Let’s get 2 things established right off the bat: one, this buckle belongs to at least 6 people. I may be the owner but if I could cut it in 6 pieces, that would be more appropriate. I could never have pulled this off by myself. Two: the Lake Martin 100 is a wolf in sheep’s clothing. 55% finisher rate. Why? The course is a deceiving monster. I mean that in the most loving way possible so don’t let that deter you. I have zero regrets about doing this.

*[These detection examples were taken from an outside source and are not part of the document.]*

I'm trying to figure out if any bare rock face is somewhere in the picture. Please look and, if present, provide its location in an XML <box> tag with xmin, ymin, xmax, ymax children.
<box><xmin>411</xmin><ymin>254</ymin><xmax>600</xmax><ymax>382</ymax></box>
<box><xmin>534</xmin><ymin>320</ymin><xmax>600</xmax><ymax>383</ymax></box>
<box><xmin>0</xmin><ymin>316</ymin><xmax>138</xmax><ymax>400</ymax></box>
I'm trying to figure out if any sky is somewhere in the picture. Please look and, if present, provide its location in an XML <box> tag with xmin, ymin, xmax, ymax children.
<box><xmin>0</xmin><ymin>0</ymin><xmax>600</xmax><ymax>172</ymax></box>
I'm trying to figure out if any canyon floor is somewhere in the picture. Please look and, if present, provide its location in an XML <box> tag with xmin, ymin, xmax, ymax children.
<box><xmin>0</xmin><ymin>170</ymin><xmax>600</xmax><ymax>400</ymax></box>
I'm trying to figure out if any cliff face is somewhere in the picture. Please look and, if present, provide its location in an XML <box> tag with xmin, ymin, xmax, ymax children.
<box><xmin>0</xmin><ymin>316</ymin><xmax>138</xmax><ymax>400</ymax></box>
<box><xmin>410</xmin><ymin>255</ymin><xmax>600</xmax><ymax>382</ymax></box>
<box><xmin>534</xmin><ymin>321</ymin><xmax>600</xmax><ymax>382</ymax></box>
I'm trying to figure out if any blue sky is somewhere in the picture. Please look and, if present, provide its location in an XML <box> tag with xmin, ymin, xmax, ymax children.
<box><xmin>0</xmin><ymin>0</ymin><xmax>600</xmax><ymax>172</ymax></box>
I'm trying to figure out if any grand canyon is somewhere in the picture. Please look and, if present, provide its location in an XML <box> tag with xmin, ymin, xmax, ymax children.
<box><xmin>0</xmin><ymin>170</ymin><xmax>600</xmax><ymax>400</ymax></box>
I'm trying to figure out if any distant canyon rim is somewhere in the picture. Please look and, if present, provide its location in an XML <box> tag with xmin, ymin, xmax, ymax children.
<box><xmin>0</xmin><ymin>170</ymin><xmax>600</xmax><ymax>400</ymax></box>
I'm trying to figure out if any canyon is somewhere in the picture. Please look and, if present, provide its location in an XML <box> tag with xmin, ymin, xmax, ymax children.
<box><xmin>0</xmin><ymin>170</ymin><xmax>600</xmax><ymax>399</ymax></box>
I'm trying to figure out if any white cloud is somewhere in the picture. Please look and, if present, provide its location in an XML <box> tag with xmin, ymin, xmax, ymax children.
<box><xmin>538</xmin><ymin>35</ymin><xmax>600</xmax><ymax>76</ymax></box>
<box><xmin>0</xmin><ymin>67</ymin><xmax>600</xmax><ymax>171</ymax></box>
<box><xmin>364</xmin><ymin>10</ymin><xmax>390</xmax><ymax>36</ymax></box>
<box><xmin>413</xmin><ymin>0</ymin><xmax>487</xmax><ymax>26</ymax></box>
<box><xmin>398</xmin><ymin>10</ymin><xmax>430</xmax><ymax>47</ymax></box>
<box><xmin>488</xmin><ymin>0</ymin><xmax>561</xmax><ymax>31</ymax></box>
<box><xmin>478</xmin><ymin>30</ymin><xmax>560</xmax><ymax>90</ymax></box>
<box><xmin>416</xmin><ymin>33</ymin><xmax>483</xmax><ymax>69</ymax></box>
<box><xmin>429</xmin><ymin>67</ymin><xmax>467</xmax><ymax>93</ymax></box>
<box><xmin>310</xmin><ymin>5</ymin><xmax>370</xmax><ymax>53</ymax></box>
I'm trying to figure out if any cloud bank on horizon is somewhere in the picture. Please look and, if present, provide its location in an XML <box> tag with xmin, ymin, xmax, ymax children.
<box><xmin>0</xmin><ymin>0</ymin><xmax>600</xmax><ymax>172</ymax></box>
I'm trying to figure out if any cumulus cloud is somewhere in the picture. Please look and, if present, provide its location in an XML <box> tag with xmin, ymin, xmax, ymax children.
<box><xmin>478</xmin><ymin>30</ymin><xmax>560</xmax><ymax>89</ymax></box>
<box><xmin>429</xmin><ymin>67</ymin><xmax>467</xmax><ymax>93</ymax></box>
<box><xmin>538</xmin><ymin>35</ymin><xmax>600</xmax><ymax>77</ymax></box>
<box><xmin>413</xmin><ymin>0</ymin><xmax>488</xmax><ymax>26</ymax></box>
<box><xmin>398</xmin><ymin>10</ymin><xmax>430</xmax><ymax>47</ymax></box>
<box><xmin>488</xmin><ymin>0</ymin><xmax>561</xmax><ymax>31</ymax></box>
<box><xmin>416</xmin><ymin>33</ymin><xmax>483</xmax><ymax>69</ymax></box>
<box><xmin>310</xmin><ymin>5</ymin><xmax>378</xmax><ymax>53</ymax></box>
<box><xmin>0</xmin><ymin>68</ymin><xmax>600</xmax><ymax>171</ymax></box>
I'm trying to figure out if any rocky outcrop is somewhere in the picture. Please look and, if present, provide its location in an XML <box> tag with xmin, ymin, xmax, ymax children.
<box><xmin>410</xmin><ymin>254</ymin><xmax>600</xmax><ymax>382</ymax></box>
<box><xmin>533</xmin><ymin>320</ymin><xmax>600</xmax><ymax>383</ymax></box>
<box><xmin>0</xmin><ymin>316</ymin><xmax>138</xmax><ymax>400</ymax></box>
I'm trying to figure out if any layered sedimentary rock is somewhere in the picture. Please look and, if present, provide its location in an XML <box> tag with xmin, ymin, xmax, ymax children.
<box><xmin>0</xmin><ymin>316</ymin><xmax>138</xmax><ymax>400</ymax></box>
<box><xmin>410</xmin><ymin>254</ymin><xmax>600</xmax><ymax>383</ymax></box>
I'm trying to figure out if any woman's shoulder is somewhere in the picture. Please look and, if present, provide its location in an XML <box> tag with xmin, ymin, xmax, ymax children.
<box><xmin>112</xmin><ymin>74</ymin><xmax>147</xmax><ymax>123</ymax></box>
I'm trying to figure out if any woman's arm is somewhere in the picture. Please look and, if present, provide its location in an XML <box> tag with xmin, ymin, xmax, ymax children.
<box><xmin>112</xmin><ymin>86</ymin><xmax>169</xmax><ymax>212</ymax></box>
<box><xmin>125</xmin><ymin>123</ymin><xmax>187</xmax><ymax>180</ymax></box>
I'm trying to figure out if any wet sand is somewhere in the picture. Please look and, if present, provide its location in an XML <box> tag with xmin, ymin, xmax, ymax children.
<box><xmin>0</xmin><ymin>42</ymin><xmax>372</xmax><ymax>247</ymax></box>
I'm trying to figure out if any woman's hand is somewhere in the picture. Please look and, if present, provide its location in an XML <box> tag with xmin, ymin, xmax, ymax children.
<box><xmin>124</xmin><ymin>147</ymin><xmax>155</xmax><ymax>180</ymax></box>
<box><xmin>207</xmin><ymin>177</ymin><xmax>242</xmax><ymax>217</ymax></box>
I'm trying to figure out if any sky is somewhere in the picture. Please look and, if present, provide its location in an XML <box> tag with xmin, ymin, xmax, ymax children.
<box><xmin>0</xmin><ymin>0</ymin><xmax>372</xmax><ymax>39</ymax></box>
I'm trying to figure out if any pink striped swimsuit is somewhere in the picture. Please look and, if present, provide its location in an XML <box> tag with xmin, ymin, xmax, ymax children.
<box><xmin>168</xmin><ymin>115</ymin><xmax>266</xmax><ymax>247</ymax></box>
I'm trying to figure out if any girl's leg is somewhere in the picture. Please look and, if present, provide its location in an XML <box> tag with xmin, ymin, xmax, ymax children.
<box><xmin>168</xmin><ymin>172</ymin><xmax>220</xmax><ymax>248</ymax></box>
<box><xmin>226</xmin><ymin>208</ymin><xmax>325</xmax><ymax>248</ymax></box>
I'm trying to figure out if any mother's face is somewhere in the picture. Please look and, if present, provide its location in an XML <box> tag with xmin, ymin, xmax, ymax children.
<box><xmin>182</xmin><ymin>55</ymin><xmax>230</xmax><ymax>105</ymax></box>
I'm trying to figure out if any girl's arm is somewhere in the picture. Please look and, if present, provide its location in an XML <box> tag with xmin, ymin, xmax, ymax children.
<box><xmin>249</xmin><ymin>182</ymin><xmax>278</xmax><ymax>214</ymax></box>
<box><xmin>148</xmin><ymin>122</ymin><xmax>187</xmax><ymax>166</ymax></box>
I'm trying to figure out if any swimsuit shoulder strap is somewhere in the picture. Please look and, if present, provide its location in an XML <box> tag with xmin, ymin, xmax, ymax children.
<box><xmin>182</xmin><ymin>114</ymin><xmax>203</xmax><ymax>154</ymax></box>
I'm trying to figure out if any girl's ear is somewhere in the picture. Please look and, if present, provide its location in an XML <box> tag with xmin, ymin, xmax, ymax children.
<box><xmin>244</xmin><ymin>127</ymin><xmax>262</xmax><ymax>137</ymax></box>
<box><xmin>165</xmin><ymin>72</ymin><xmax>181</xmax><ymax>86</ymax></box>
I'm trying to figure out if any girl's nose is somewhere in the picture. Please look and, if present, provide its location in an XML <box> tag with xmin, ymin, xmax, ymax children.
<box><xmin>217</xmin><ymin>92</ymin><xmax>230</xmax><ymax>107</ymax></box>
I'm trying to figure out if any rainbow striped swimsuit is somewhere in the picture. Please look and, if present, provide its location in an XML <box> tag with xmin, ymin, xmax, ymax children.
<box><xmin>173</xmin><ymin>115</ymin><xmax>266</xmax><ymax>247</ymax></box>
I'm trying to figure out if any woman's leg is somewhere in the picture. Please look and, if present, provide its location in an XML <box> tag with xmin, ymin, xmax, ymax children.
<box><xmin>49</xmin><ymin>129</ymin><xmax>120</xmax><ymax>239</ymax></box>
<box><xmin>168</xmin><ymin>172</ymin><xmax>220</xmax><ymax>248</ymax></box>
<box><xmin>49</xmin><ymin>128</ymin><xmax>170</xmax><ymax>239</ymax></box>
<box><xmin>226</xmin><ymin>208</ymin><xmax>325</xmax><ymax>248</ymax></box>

Last August I decided I was ready to take the plunge into the deep waters of the 100 mile distance. I made sure the time was right and that I was doing it for the right reasons. You can’t do it simply because all your buddies are doing it. I thoughtfully shopped around and weighed options. My criteria included a course with loops, a race that would allow me to train in cold weather (fellow summer-haters holler!) something within a reasonable driving distance, not an inaugural run, and a race allowing a somewhat generous cut-off time. For your first time doing something so big, you don’t want to set yourself up for failure.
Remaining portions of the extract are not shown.